Балаков поднялся, одернул пиджак, выпрямился во весь рост. Он был высок и длиннорук, с вытянутым, немного излишне обуженным книзу лицом.
— С удовольствием принимаю ваше предложение, Виктор Владимирович.
Несколько раз бывал Балаков в Крыму, бывал и на предприятиях — самых разных, но вот на винном заводе — увы — ни разу. Не пришлось, не довелось.
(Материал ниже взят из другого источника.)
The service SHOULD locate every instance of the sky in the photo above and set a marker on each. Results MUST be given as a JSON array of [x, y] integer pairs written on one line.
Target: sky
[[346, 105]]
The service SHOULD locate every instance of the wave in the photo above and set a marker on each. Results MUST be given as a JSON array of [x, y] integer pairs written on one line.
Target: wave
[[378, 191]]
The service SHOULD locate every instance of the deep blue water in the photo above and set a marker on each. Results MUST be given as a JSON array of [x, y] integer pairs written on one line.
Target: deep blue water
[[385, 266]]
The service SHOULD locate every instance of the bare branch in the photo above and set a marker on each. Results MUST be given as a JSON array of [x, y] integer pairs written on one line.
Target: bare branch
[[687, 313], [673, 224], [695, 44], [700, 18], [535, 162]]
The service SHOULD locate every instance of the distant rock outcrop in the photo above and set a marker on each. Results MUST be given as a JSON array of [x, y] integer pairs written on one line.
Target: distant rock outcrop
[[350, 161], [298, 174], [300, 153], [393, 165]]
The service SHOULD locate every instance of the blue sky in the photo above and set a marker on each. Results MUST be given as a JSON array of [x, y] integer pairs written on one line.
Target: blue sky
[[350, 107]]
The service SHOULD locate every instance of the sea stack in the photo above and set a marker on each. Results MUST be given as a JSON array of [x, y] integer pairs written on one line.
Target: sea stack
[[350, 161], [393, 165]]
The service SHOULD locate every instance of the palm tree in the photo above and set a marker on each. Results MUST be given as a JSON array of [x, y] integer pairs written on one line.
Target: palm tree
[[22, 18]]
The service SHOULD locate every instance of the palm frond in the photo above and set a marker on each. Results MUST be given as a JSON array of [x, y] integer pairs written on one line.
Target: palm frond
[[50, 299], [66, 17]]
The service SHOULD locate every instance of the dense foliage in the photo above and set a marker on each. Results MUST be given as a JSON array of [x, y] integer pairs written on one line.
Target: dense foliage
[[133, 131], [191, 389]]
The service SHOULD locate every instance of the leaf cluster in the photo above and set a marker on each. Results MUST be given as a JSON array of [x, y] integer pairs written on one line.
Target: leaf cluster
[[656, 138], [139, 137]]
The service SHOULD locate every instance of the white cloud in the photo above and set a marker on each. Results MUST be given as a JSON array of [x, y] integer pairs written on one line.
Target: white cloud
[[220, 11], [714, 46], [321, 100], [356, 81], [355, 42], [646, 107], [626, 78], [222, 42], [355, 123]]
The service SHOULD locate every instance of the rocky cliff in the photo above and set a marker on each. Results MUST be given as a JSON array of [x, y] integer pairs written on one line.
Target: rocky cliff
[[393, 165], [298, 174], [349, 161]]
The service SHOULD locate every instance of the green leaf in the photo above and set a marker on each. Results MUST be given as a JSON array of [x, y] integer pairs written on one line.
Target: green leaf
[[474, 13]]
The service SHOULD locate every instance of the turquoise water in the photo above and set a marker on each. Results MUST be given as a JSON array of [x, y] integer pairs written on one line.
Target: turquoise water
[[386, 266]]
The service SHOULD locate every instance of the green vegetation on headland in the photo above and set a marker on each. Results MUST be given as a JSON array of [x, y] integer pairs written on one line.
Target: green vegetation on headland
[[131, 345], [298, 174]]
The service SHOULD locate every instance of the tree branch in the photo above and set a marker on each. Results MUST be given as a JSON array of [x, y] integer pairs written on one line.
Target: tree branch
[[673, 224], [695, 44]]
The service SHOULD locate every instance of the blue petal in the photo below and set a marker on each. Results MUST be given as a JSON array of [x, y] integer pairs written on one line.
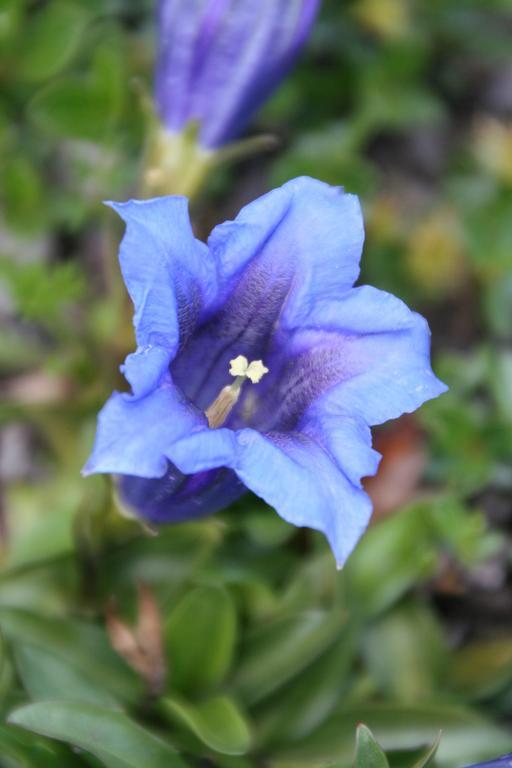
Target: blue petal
[[302, 479], [135, 435], [219, 60], [171, 280], [292, 248], [385, 355], [313, 231]]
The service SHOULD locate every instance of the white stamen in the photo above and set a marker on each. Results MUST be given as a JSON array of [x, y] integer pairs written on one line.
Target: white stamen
[[241, 369]]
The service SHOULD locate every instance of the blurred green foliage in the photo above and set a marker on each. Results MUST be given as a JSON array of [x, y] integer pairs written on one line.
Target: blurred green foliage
[[267, 654]]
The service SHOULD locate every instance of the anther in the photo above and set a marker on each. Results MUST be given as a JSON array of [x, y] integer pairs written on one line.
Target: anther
[[241, 369]]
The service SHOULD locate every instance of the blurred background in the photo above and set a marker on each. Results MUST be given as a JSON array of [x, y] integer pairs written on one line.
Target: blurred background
[[268, 653]]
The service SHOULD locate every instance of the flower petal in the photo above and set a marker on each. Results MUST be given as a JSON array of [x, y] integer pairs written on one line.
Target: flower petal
[[306, 230], [135, 435], [297, 474], [384, 355], [219, 60], [170, 277]]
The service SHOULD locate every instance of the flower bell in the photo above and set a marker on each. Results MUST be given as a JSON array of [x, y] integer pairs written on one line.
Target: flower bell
[[275, 285]]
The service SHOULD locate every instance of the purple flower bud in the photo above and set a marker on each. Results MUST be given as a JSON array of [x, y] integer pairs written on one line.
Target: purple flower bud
[[218, 60]]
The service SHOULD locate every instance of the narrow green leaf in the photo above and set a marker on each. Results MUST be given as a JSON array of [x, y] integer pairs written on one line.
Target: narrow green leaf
[[46, 676], [466, 736], [427, 757], [111, 736], [33, 751], [200, 638], [217, 722], [83, 647], [300, 706], [50, 39], [280, 650], [368, 752]]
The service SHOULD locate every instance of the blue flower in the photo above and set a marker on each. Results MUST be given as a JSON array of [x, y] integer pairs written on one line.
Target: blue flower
[[219, 60], [274, 285]]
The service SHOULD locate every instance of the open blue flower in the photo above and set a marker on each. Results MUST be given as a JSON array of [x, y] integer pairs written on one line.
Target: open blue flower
[[219, 60], [276, 285]]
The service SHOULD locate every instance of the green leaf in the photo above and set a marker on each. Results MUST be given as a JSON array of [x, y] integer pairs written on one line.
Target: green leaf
[[403, 543], [84, 647], [83, 106], [50, 38], [29, 750], [483, 668], [429, 754], [217, 722], [299, 707], [200, 638], [23, 193], [368, 752], [111, 736], [466, 736], [406, 654], [278, 651], [48, 676]]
У Виктора Владимировича был и транспорт свой — в проулке стоял новенький, пахнущий заводским духом, сложной замесью масла, свежего железа, резины и пластмассы «рафик». Шофер, молоденький, с голым шишкастым затылком, недавно остриженный (видно, скоро в армию), с места взял космическую скорость, под колесами туго завизжал асфальт, дома начали косо заваливаться назад, оскользать под свистящим напором воздуха. Прошло несколько минут, и вот уже мелькнуло последнее городское зданьице с осиненными, крашеными известкой стенами, и замелькали кусты и деревья, невысокие кипарисы, которым здесь, на просторе, чего-то не хватало, каких-то солей или вод, а возможно, их просто безжалостно сжигало солнце, и они, перегретые, имели столь малоразвитую, хворую стать, затем на полном ходу, под вонзающийся в уши скрип тормозов сделали поворот налево (сын Тимка сказал бы: «Сверток налево»), потом — еще немного визга, свиста и охлестов воздуха, и «рафик» остановился у чистенькой остекленной проходной, за которой начинался ровный, облитый асфальтом двор. По правую руку, во дворе, стоял длинный, смахивающий на конюшни и на крепость одновременно домишко.
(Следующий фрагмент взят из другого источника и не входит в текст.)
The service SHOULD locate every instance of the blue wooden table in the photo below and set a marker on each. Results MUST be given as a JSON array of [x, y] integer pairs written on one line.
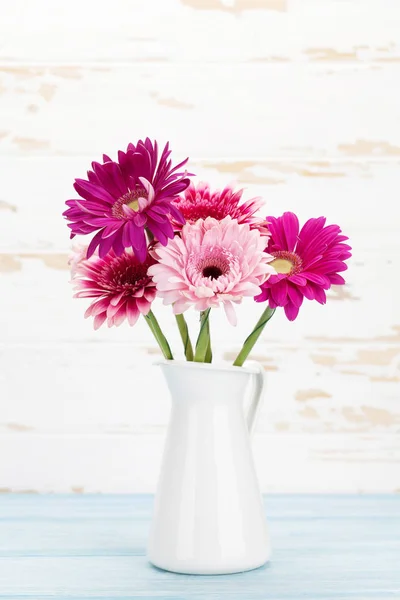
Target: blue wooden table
[[93, 547]]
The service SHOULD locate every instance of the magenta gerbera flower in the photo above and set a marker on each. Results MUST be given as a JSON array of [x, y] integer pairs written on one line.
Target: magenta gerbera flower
[[307, 262], [120, 285], [119, 200], [211, 263], [198, 202]]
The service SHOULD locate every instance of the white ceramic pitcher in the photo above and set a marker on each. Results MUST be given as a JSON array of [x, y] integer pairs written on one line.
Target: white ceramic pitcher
[[208, 515]]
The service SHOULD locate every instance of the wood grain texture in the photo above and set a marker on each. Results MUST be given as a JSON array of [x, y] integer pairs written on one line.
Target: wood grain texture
[[360, 32], [293, 99], [294, 110], [87, 547]]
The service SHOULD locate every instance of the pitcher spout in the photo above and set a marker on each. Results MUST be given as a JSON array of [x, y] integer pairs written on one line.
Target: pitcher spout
[[209, 515]]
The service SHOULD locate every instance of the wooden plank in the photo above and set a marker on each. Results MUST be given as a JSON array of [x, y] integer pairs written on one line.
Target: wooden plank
[[119, 463], [272, 31], [31, 222], [343, 390], [37, 307], [213, 111], [92, 547]]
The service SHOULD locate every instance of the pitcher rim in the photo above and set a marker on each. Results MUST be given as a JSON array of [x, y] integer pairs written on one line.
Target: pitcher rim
[[253, 367]]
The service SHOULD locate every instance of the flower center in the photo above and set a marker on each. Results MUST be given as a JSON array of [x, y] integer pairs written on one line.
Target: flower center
[[129, 199], [212, 271], [286, 263], [124, 274]]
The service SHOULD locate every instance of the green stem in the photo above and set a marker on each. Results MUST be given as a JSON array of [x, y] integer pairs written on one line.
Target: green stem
[[208, 357], [204, 337], [253, 337], [184, 331], [158, 334]]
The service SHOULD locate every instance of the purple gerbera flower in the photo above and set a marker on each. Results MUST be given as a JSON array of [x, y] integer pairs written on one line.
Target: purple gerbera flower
[[307, 262], [119, 200]]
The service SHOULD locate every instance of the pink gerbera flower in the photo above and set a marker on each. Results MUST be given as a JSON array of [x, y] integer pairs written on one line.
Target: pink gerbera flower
[[199, 203], [119, 200], [307, 262], [120, 285], [212, 262]]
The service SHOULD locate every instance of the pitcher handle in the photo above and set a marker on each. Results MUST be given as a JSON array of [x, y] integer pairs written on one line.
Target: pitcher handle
[[256, 396]]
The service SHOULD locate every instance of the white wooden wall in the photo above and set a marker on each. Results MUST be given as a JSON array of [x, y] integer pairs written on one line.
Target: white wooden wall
[[298, 100]]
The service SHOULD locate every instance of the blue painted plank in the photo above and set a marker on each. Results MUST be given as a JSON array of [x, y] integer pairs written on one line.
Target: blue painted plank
[[88, 547]]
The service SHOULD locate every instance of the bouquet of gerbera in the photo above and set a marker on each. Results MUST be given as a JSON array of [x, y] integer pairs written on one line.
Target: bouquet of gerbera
[[156, 234]]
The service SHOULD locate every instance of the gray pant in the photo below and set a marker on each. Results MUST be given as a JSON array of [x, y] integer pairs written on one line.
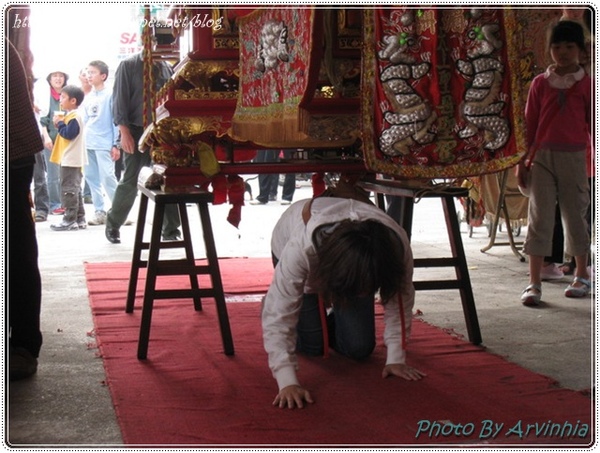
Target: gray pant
[[72, 199], [127, 191]]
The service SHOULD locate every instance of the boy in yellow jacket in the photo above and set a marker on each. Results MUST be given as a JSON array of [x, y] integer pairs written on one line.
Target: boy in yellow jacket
[[69, 152]]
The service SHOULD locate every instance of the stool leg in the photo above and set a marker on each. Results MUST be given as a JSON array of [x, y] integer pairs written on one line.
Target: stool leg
[[159, 211], [189, 253], [462, 271], [137, 253], [215, 273]]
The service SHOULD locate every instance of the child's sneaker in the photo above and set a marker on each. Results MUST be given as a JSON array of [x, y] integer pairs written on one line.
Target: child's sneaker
[[65, 226]]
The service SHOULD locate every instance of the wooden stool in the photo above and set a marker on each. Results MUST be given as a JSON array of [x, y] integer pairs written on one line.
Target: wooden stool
[[187, 266], [458, 259]]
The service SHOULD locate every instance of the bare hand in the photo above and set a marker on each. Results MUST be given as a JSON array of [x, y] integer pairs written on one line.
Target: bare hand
[[402, 370], [292, 396]]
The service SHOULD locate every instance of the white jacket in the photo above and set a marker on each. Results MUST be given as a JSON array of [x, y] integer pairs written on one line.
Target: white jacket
[[292, 244]]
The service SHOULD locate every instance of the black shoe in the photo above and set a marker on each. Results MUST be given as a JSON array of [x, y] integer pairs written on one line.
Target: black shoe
[[65, 226], [21, 364], [113, 235]]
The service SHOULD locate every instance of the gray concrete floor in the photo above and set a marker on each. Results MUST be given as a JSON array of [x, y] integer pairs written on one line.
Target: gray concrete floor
[[68, 404]]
— Вот она, наша «Массандра», — тихо и нежно проговорил Косаренко, провел перед собой рукой. — Раньше сюда с экскурсией можно было устроиться запросто, а сейчас — увы. Много желающих, мешают работать, пришлось прикрыть это дело, — он замолчал, улыбнулся чему-то своему, далекому, давно познанному, привычному. Место выбирал сам князь Лев Сергеевич Голицын, главный винодел удельных имений Крыма.
— Почему же именно здесь, в предгории? Вроде бы ничего примечательного тут нет...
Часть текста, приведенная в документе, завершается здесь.